This post briefly introduces the textline extraction pipeline used in the project.
Before OCR can be applied to a document page, textlines need to be efficiently detected and extracted. To fully characterize a textline,
two pieces of information are required. First, baseline coordinates specify the location of the textline. Second,
height of the font ascenders and descenders further specify the area that needs to be cropped to contain all the
information without overshooting into neighbouring textlines. Knowing these parameters, a full textline bounding box can
be easily computed. This is especially suitable when working with the standard
PAGE XML format.
To efficiently predict these values for an input document page, we employ a convolutional neural network with encoder-decoder architecture.
This network analyses the page image under three different resolutions to maintain robustness across different page layouts and font sizes.

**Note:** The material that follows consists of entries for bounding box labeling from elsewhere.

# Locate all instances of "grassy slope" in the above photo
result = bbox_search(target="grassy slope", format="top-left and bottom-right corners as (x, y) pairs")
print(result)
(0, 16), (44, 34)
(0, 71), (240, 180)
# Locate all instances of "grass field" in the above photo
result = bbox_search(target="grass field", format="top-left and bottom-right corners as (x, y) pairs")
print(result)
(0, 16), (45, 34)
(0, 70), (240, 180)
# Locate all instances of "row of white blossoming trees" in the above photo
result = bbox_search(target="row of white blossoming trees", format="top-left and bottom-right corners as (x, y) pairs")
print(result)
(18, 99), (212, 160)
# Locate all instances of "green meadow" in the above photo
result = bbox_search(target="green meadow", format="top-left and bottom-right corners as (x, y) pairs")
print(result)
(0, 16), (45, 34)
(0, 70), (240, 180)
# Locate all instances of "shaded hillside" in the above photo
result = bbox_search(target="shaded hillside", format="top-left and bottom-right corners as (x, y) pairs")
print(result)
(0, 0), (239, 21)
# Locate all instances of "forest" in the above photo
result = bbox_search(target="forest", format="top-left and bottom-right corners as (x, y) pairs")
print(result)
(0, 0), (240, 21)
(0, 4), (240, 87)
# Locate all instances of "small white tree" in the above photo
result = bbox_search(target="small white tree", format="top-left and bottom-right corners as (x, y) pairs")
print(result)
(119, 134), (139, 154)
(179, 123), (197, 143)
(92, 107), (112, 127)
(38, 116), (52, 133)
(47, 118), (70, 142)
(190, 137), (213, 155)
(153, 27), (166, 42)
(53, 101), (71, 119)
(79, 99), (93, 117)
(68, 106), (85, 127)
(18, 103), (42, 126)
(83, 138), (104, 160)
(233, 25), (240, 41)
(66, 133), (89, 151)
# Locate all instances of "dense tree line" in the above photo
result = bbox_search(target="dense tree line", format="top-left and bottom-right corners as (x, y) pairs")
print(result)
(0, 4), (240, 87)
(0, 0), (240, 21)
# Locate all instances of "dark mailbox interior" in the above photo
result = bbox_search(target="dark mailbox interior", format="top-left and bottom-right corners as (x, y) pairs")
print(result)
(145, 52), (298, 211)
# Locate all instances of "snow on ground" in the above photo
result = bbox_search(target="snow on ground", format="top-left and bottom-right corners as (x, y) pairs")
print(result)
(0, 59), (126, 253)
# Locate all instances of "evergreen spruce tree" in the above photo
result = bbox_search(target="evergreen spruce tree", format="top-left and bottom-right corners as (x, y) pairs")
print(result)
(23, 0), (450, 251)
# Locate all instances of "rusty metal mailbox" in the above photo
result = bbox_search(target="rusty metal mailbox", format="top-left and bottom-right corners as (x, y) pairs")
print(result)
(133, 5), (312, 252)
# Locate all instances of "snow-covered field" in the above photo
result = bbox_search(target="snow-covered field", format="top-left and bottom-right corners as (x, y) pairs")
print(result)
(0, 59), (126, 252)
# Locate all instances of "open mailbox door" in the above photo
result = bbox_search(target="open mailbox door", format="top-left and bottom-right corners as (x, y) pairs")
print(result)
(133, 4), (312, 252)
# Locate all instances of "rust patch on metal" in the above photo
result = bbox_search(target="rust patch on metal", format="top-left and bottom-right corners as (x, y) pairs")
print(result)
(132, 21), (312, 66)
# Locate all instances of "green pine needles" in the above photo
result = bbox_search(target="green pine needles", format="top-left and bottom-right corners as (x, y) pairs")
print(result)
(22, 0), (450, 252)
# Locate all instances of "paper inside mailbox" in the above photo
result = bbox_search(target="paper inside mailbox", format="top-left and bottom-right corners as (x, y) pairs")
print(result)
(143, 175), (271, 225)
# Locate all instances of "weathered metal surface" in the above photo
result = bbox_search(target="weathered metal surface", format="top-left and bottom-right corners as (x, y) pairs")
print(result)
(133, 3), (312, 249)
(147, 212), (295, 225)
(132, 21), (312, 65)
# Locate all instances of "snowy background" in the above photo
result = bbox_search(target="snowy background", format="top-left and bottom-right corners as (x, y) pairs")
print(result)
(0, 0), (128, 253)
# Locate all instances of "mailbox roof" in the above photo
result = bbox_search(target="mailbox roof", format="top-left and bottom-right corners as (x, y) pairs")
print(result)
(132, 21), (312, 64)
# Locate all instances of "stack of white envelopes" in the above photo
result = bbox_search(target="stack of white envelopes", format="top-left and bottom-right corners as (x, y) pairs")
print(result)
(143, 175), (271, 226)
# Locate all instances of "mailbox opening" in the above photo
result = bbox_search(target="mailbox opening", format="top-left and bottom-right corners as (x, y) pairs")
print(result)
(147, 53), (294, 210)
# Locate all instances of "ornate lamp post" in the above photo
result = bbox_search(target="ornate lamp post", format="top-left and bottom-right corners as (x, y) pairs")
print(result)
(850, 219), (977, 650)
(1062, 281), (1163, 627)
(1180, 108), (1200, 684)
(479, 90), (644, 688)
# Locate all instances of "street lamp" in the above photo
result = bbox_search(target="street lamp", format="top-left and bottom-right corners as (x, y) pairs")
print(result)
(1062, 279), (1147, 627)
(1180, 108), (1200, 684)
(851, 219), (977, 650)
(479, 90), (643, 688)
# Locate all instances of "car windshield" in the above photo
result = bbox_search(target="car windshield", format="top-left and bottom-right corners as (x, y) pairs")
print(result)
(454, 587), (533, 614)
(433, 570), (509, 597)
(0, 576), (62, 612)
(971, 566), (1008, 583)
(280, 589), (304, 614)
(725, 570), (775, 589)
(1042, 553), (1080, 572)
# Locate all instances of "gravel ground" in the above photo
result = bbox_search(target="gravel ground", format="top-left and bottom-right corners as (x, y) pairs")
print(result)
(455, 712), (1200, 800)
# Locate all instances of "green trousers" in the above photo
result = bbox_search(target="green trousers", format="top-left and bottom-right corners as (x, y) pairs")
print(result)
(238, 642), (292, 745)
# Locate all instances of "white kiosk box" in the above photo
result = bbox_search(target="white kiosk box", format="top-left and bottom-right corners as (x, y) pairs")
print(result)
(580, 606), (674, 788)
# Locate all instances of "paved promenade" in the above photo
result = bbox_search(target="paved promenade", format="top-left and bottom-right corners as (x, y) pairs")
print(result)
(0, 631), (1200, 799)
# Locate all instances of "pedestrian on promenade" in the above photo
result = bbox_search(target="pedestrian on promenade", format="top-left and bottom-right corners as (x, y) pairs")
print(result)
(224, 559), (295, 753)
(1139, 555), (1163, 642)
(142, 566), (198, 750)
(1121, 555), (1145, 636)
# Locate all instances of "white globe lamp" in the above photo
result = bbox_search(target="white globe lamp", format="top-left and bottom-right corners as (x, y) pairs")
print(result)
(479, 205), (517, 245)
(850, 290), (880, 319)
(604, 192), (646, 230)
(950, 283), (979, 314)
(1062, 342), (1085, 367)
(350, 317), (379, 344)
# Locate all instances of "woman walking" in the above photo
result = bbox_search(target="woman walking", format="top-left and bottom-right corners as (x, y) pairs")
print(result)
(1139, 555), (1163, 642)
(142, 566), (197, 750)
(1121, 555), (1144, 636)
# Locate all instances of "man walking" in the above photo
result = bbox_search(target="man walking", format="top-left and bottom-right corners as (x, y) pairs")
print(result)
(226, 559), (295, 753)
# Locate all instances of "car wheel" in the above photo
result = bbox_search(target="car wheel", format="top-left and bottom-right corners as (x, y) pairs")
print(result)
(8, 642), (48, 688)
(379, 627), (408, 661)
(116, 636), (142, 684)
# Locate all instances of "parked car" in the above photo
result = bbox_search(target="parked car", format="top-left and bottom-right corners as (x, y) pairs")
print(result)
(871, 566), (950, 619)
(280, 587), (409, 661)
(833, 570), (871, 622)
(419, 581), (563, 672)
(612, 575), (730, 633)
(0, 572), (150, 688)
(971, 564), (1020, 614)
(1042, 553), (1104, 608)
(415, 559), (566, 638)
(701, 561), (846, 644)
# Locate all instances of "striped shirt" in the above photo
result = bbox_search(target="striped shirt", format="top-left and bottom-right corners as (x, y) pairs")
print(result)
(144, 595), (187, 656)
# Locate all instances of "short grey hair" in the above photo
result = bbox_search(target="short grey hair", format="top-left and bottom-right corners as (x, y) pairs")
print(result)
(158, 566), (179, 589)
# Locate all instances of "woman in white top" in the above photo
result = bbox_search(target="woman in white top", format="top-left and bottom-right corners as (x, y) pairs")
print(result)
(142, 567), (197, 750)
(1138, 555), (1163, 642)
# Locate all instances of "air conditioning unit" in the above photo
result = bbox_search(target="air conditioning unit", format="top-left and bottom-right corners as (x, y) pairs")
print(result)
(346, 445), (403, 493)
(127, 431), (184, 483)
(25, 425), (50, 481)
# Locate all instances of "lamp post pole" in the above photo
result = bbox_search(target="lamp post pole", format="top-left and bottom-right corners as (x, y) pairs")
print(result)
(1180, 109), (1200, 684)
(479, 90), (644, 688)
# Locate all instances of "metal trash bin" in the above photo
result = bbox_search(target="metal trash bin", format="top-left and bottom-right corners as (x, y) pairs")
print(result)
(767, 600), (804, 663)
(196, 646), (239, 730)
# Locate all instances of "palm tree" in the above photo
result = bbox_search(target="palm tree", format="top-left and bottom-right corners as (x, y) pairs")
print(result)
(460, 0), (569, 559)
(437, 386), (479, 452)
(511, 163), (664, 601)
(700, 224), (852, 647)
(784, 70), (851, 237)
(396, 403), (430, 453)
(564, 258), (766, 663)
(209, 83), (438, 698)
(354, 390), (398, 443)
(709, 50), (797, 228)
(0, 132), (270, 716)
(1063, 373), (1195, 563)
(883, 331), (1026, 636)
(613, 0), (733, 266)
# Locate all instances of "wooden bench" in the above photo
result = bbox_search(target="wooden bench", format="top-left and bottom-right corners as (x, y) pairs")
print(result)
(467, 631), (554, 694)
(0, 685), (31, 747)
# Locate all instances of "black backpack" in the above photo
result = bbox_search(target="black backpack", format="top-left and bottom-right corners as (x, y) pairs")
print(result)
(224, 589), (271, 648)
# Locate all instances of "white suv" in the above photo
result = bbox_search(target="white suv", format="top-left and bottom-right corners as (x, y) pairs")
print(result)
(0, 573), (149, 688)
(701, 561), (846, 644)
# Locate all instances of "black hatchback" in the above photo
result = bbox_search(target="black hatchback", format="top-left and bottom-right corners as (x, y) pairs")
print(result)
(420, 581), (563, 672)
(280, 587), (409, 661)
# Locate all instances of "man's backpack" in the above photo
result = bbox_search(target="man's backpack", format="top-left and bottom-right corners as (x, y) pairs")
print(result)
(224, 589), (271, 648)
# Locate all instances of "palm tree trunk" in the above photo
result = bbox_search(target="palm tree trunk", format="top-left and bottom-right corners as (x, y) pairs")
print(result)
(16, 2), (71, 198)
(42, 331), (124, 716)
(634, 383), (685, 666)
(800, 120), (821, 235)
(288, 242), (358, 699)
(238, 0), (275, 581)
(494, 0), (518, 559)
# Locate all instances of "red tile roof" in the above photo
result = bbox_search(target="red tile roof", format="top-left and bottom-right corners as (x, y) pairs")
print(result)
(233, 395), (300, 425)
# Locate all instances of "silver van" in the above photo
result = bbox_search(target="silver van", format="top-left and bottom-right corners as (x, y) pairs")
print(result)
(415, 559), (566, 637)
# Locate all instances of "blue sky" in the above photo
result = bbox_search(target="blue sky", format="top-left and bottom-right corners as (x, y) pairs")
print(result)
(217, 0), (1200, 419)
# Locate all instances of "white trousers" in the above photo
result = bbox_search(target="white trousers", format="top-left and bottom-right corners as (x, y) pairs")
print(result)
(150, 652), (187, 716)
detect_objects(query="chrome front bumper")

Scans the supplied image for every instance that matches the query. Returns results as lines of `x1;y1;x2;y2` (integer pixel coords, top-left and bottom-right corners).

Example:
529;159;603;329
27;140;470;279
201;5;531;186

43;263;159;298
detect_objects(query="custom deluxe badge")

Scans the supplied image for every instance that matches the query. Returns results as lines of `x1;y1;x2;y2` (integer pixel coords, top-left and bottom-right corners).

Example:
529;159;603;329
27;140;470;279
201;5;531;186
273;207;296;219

At each resolution step, the outputs from previous steps are concatenated to the current input as seen in the picture.
On the output layer of the network, three values are predicted for each pixel. The probability of the pixel containing a baseline,
the estimated ascender height of the font in this pixel and, analogically, the estimated descender height. These maps are then processed using
simple thresholding and connected component analysis on the baseline probability channel. The font height values for each detected line are
computed as median of the height predictions on the corresponding baseline pixels.
In some cases where the page has been bent before being scanned or when hand-written textline is crooked, simple cropping of the bounding
box leads to images that contain more than one textline and are therefore unsuitable for OCR methods. Therefore, in such cases,
textline unfolding is performed as an additional post-processing step. This elastically transforms the image using normals of the detected baseline.
Thus, even sub-optimally scanned document pages with challenging layout and variety of different fonts and headings can be fully automatically parsed
into cropped textlines.